PEN America 6: Metamorphoses
I think the Holy Ghost has written not only the Bible but all books.
—George Bernard Shaw
No staring out the windows, no sharpening pencils, no torn-up pages, no writer’s block. No waiting for inspiration—just the downward spiral to the empty page and, under his wingspread, the beautiful alphabet glowing letter by letter,
the gold-leaf illustrations, the chapter headings: Apocalypse to Zenith, Alpha to Omega. A best-seller, his first book set the standard: always in print, available at bookstores, on street corners, in night-table drawers at Holiday Inns,
translated into multiple languages, its immortal phrases quoted in speeches, etched on gravestones. But the spouse of language married the letter for eternity. He composes in all genres: elegy, novel, parable, history, short story, even the occasional
screenplay. Working late nights, writing early mornings, scribbling in distracted moments like driving the car or cooking dinner, he extends his glorious wings, then folds them close, brooding a book mysterious, interpretable,
always a revelation.

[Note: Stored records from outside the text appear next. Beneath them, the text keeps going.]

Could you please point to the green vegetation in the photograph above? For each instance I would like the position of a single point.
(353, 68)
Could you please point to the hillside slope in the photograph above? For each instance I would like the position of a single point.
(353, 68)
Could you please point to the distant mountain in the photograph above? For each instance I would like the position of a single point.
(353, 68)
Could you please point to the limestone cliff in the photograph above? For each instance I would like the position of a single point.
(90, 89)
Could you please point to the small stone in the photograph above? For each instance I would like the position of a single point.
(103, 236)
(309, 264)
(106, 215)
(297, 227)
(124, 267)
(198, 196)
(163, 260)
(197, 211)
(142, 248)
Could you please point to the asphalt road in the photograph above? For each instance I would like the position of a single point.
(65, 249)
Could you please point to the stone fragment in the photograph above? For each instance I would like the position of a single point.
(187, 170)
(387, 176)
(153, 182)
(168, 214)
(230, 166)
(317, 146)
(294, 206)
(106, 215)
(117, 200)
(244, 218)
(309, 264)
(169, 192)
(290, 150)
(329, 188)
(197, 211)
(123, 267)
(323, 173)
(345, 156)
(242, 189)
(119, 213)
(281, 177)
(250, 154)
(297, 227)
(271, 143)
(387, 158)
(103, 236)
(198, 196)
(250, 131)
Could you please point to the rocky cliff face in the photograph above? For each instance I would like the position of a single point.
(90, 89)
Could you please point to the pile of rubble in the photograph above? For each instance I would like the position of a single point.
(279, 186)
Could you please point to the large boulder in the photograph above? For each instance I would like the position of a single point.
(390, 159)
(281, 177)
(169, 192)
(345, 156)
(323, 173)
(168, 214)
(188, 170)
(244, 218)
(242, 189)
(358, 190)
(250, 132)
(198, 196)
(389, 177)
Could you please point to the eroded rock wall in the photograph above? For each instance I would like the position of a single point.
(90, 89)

He knows his endings in his beginnings and identifies with all his characters: the sufferer, the innocent, the prodigal child, the betrayer, the faithful and even the faithless. His books fill libraries
from Alexandria to Poughkeepsie. Invisible, his subliminal shadow takes up residence in human hearts. The wild chambers of Emily he loved, the deep fires of Augustine. Among the Evangelists he favored Luke.
Was there a moment when he decided to do this? Or did it just happen like light falling across the water? First the blank page, then quickening word out of word, so never stopping and each one perfect with no sentence left to chance.
Only the trumpet sounding the end will bring this life of writing to a stop. Bending intently over he searches the last, the most beautiful word.